BREAKING: Scientists Link Metabolic Shift to Osteoarthritis, Opening Door to New Treatments
ATHENS, OH – A research team has uncovered a critical link between cartilage metabolism, aging, and the development of osteoarthritis, possibly paving the way for novel preventative and therapeutic strategies. The study, published in Arthritis & rheumatology, identifies a decline in the protein SIRT5 and a corresponding increase in a process called malonylation as key factors in cartilage damage.
Researchers from Ohio University’s Heritage College of Osteopathic Medicine, the University of Utah, and the Buck Institute for research on Aging found that levels of SIRT5 decrease while malonylation increases in cartilage as both people and animals age. This metabolic shift appears to impair the function of chondrocytes – the cells responsible for maintaining cartilage – ultimately contributing to joint deterioration.
“Understanding how metabolism affects cartilage is a big step forward,” said dr. Shouan Zhu,Osteopathic Heritage Foundation Ralph S.Licklider, D.O., endowed professor and investigator with the Ohio Musculoskeletal and Neurological institute and Diabetes Institute at the Heritage College, who led the study. “This gives us a new way to think about treatments-not just for symptoms, but for the root causes of osteoarthritis.”

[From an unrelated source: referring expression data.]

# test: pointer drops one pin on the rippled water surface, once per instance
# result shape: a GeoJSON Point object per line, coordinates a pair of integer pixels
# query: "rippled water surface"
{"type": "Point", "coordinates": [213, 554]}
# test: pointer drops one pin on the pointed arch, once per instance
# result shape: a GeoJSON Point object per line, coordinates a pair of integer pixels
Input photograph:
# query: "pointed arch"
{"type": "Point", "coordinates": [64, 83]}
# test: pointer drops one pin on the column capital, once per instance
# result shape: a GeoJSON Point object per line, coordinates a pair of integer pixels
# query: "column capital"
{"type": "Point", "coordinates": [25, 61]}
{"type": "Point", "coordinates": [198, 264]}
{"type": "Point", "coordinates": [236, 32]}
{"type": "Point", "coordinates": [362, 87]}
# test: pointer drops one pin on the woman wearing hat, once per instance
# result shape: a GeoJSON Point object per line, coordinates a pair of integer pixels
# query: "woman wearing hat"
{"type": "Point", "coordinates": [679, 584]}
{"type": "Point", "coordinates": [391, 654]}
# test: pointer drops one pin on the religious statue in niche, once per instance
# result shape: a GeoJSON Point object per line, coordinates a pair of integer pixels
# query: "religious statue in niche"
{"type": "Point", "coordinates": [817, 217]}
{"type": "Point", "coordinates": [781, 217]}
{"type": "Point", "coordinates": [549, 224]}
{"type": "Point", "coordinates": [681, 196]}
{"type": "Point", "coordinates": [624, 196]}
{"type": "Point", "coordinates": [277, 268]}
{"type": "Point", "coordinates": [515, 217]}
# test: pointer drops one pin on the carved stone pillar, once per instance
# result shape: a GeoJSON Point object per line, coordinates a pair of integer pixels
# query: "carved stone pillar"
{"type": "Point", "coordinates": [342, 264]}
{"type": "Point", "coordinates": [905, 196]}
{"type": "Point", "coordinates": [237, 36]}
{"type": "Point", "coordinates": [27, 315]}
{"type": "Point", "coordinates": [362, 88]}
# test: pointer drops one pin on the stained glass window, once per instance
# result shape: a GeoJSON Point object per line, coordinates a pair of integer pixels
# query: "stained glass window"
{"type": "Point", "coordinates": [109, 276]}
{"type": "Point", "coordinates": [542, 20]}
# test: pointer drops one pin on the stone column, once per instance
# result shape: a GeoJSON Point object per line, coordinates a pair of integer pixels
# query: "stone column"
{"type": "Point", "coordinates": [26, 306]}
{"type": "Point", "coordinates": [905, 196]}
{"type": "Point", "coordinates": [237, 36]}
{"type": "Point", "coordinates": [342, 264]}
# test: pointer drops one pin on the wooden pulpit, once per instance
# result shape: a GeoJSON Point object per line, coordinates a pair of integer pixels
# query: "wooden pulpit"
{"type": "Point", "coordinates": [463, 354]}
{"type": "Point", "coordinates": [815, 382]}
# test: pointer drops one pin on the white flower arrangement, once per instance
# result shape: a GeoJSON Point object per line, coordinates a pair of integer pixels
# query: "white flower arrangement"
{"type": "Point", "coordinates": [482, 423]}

The team’s examination involved analyzing both human and mouse cartilage samples. They observed lower SIRT5 levels and higher malonylation in older cartilage. Further experiments using mice fed high-fat diets to simulate obesity revealed that mice lacking SIRT5 experienced significantly worse joint damage compared to control groups.
Interestingly, the effects differed between sexes. Male mice without SIRT5 exhibited more severe cartilage loss and joint pain when on a high-fat diet, while female mice showed some degree of protection, though still experiencing some damage. This suggests a potential sex-specific element to SIRT5’s protective role.
Delving deeper, researchers discovered that SIRT5 deficiency led to a reduction in proteins crucial for cartilage building and an increase in proteins associated with inflammation within chondrocytes. They also found that malonylation disrupts glycolysis, a vital energy production process within cells, slowing down the function of the enzyme GAPDH. This suggests a loss of SIRT5 leads to energy deficiencies in cartilage cells, hindering their ability to remain healthy.
The study also identified a rare genetic mutation in the SIRT5 gene within a family with a history of early-onset, severe osteoarthritis. The mutation, named SIRT5F101L, reduces SIRT5’s effectiveness in removing malonyl groups. Testing this mutated version of SIRT5 in lab-grown cartilage cells confirmed it led to increased malonylation and decreased production of cartilage-building proteins, mirroring the findings in SIRT5-deficient mice.
This revelation suggests the SIRT5F101L mutation may be a direct genetic cause of osteoarthritis in some families.
The research, featured on the cover of Arthritis & Rheumatology, marks one of the first direct links between the SIRT5-malonylation pathway and joint health. Researchers believe that boosting SIRT5 activity or reducing malonylation could represent a promising new avenue for treating or preventing osteoarthritis, especially in aging or obese individuals.